Toledo, fin de siglo: visiones contrapuestas (2)

A finales del siglo XIX y principios del XX, la población toledana sostenía visiones diferenciadas de su ciudad

Toledo, fin de siglo: visiones contrapuestas (1)

Vista de Toledo por Ricardo Arredondo (c. 1900): en burro por caminos de tierra frente a la ciudad distante. Museo del Prado.
Vista de Toledo por Ricardo Arredondo (c. 1900): en burro por caminos de tierra frente a la ciudad distante. Museo del Prado.

José Luis del CASTILLO

TOLEDO

Como señaló en su día Félix Urabayen, unos han visto Toledo en relación con sus gentes y prescindido del paisaje; otros han atendido al paisaje olvidando la población; y hay quienes la encierran en una mezcla personal de realidad, historia y leyenda. Cada individuo, habitante o espectador, por fuerza diferentes, privilegia o transmite la imagen que mejor corresponde a su época, su personalidad y sus intereses.

La mirada popular

La visión que tuviera la mayoría de la población empobrecida y marginada se esconde tras el silencio. Era, como escribía Miguel de Unamuno en 1905, «un pueblo mudo». Es de suponer que, para cuantos, faltos de recursos, malvivían en una ciudad para ellos inhóspita, carecía de interés la belleza que otros podían recorrer y contemplar entre sus muros. Era la perspectiva del barbero que escandalizaba a Maurice Barrès, en uno de sus viajes, al afirmar que Toledo, quitando «algunas antigüedades», valía poco. La voz de la clase obrera se va a ir haciendo hueco, sin embargo, en la prensa de la capital a partir de la última década del siglo XIX. Algunos años después, en la primera del XX, periódicos progresistas y republicanos como La Idea, Tribuna Pública y La Justicia abrirán páginas de información obrera, al igual que harán otros más adelante.
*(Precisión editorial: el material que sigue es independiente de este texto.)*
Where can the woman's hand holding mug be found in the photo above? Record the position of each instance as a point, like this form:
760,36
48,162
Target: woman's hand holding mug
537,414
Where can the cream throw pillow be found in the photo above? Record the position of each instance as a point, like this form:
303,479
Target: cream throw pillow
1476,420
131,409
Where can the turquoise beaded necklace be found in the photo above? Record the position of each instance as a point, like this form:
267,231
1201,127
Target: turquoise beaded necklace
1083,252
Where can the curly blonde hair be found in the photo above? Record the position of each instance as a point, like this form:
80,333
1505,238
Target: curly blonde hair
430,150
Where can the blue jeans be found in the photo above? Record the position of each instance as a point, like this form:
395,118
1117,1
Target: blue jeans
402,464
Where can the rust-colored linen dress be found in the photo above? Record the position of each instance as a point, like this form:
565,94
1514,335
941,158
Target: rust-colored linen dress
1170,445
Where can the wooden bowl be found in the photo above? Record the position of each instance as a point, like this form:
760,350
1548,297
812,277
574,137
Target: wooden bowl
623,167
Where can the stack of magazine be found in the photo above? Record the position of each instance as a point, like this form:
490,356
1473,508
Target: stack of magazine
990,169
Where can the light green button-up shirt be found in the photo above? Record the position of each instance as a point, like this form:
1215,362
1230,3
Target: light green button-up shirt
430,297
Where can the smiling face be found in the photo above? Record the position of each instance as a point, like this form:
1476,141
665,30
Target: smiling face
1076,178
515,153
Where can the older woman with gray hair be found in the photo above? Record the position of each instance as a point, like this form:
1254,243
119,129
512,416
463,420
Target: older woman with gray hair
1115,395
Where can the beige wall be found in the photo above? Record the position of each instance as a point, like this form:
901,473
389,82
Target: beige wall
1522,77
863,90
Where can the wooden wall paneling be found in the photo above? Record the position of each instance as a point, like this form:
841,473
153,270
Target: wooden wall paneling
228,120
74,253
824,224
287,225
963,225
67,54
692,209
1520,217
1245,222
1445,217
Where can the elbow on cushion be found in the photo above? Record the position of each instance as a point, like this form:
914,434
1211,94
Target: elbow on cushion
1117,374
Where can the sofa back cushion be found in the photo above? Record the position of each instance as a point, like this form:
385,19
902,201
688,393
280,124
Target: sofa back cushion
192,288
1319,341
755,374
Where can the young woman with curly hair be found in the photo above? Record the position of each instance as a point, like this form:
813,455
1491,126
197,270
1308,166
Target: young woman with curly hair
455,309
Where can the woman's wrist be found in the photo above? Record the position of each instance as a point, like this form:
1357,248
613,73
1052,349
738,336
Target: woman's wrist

Surgirá incluso una prensa obrera, con cabeceras como el Boletín de la Sociedad de Albañiles La Progresiva (1903-1904) y Humanidad (1907-1908), fruto de actividades desarrolladas en el Centro de Sociedades Obreras inaugurado en 1903. El Toledo que aparece en esas páginas no tiene nada de artístico ni de monumental. Es una «vieja urbe» cuya población, apremiada por la falta de trabajo, la carestía de las subsistencias, la pobreza y la insalubridad de las viviendas, reclama que sean atendidos los acuciantes problemas que agobian a «las masas proletarias» para evitar que la ciudad quede «reducida a una colonia de empleados civiles, militares y eclesiásticos», posibilidad que aventuraba Tribuna Pública en marzo de 1904.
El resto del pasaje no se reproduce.